I also did some research to examine annexation activity for each city during their most prolific periods. Each city’s annexation strategy was slightly different and created different outcomes:
- Chicago more than quadrupled its size between 1870 and 1890 in response to growing demand for city services;
- Los Angeles also quadrupled in size between 1910 and 1930, partly to secure access to water for present as much as future residents;
- Phoenix began a persistent, incremental annexation program in the ’60s, also in the name of city service provision;
- Detroit appears to have adopted an annexation strategy as a release valve reaction to the city’s rapid growth.
The amounts of land added through annexation during the most aggressive phases for each city are highlighted below in a table:
If you align the periods of greatest annexation with periods of greatest population growth, it becomes apparent how Detroit differed from the others — and failed in its attempt.

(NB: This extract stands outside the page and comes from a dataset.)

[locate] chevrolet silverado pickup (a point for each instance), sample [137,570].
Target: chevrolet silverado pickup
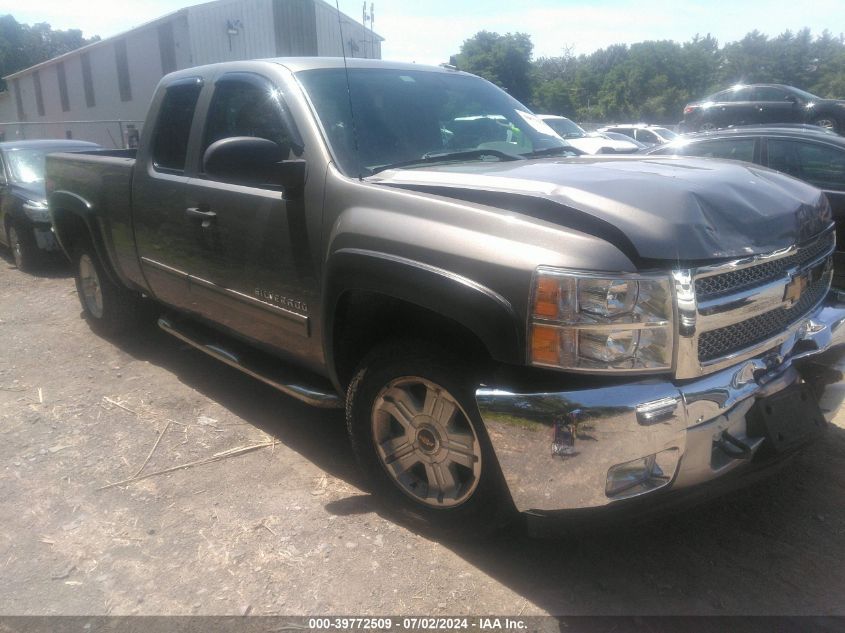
[507,324]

You can see this by examining the table below. The decades of greatest annexation activity during their respective high-growth periods are highlighted in green. In the case of Chicago, Los Angeles and Phoenix, aggressive annexation activity occurred in the early stages of each city’s growth spurt, allowing for more controlled, if still very rapid, expansion. Detroit’s aggressive annexation activity, however, starts well into its growth spurt, perhaps starting a decade later than in the other three cities.
This difference in timing means all the difference between a city growing organically and a city feeling constrained by its growth.
The differences between Detroit and Los Angeles deserve closer examination, since both cities were most aggressive at annexation at roughly the same time. Both were aggressive between 1910 and 1930, but with big caveats: LA annexed nearly two-thirds of the 352 square miles it would annex over that period by 1917, in the San Fernando Valley and west LA. This makes the second factor in Detroit’s failed policy, the Great Depression and World War II, loom large. LA’s early annexation work meant it could create communities in the Valley and in west LA during a period of prosperity in the ’20s. Just as Detroit tried to do the same with its recently annexed lands the economy collapsed. Much of it sat undeveloped until the ’50s, when a new development form — Levittown-style suburbanism — began to emerge.
Detroit’s collapse starts here. The city’s fall from grace became clearer with each subsequent negative event — riots, auto industry decline and job loss, political corruption and municipal bankruptcy — but the seeds were sown here.
Everything we associate with Detroit’s economic, social and cultural legacy was shaped by the volatile years between 1900 and 1930, when the city failed in its attempt to grow itself out of problems it could not manage. Frustrations with overcrowdedness and the grit and grime of the industrial landscape had their beginnings here. Mounting racial tensions started here. The push to escape the city started here.